Historically, revolutionary movements emerged during crisis. It is time for the intellectuals, activists and progressive leaders to articulate hopes and dreams of a better alternative that resonates with people, and their everyday experiences. The principle of listening and learning from the people can create conditions of collective empowerment and solidarity. The collective imagination can help in creating political spaces of possibilities of a mass movement, with both short-term goals of achieving people’s basic needs, and long-term visions for future transformations based on human emancipation from poverty, hunger, homelessness and all forms of inequalities. Constructing alternative narratives for this struggle mean rethinking the capitalist conditions of production, distribution and exchange mechanisms within international economic system. It is not about opposing technological automation; technology after all is a product of labour. So, it is about giving labour its due for a comfortable, dignified and leisurely creative life. It is about stopping further environmental damages. The framework of shared experiences and common visions can be used to shape local, national and transnational struggles for liberty, fraternity, equality and justice. The struggle based on sharing and caring can only transform the solitary atomised life under capitalism accelerated by the coronavirus pandemic.

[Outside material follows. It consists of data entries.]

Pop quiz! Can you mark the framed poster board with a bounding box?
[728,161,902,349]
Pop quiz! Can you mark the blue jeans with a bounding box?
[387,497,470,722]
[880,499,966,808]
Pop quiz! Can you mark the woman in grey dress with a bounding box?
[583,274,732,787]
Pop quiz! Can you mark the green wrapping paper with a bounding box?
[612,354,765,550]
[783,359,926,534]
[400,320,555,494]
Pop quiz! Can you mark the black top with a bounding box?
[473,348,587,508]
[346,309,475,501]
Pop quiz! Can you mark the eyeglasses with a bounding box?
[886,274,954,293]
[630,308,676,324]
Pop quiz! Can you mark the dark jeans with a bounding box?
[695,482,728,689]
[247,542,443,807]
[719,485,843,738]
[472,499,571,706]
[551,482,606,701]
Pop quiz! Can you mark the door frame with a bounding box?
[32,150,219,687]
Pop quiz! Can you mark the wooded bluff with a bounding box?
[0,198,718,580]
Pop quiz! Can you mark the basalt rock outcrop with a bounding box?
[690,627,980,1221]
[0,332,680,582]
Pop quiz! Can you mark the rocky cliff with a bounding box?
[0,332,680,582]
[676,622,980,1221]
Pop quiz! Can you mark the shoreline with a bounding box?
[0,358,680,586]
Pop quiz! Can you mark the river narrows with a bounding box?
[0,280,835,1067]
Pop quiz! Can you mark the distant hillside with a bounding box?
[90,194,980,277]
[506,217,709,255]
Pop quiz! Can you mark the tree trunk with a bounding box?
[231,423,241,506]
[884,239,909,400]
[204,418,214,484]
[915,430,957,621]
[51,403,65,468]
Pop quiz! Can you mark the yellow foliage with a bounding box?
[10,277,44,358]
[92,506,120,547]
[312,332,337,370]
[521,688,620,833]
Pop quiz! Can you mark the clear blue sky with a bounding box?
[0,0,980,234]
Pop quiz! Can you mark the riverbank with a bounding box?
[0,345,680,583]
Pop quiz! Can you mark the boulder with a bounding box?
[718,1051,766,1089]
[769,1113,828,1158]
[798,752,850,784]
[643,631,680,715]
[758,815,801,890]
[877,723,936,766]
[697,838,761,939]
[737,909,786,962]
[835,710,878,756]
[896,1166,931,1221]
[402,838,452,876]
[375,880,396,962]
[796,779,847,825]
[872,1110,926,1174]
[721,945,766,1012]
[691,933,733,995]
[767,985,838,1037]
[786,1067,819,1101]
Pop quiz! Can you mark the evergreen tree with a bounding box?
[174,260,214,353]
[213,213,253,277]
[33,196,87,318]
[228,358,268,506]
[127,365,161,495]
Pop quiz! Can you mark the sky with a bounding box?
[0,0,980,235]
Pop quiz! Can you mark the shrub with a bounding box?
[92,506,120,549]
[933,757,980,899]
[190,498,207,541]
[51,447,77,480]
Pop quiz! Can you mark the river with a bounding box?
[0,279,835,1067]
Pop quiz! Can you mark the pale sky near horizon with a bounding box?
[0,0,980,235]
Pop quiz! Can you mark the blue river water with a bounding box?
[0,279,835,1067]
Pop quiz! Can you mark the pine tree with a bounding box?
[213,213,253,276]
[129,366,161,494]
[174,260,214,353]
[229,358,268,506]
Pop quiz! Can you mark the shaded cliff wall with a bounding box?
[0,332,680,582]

Crisis breeds mass movements both in its progressive and regressive forms. Mass movements lead to social, cultural, economic, and political transformations. The progressive, secular, liberal and democratic transformation of society and state depends on the emancipatory agendas of the mass movements. It is only the progressive mass movements, that fortify our present, shape our future and it will provide ideological directions to all future movements. The digital renaissance depends on our resolve to uphold the spirit of science and reason in one hand, and to fight against individualist market dogmas of capitalism and religious fundamentalism on the other hand.
How can we fight capitalism and Coronavirus pandemic? History offers successful tools for revolutionary mass movements. The Non-Cooperation movement was one such movement which was launched by Mahatma Gandhi against British colonialism in India. The movement crippled the British colonialism in India as Indians stopped working for the British and boycotted British goods in Indian markets. The motto of the movement was based on the simple idea of independence and self-governance. The ‘Non-Cooperation’ as a tool can be used to mobilise and implement resistance movements even during this lockdown. Digital revolution and technological innovations can facilitate the resistance movement. Non-cooperate and boycott all forms of capitalist framework in everyday life can be the starting point in search of a better alternative to the pandemic of capitalism.
(The author is a Senior Lecturer of Business Strategy at Coventry University, UK. Views expressed are personal.)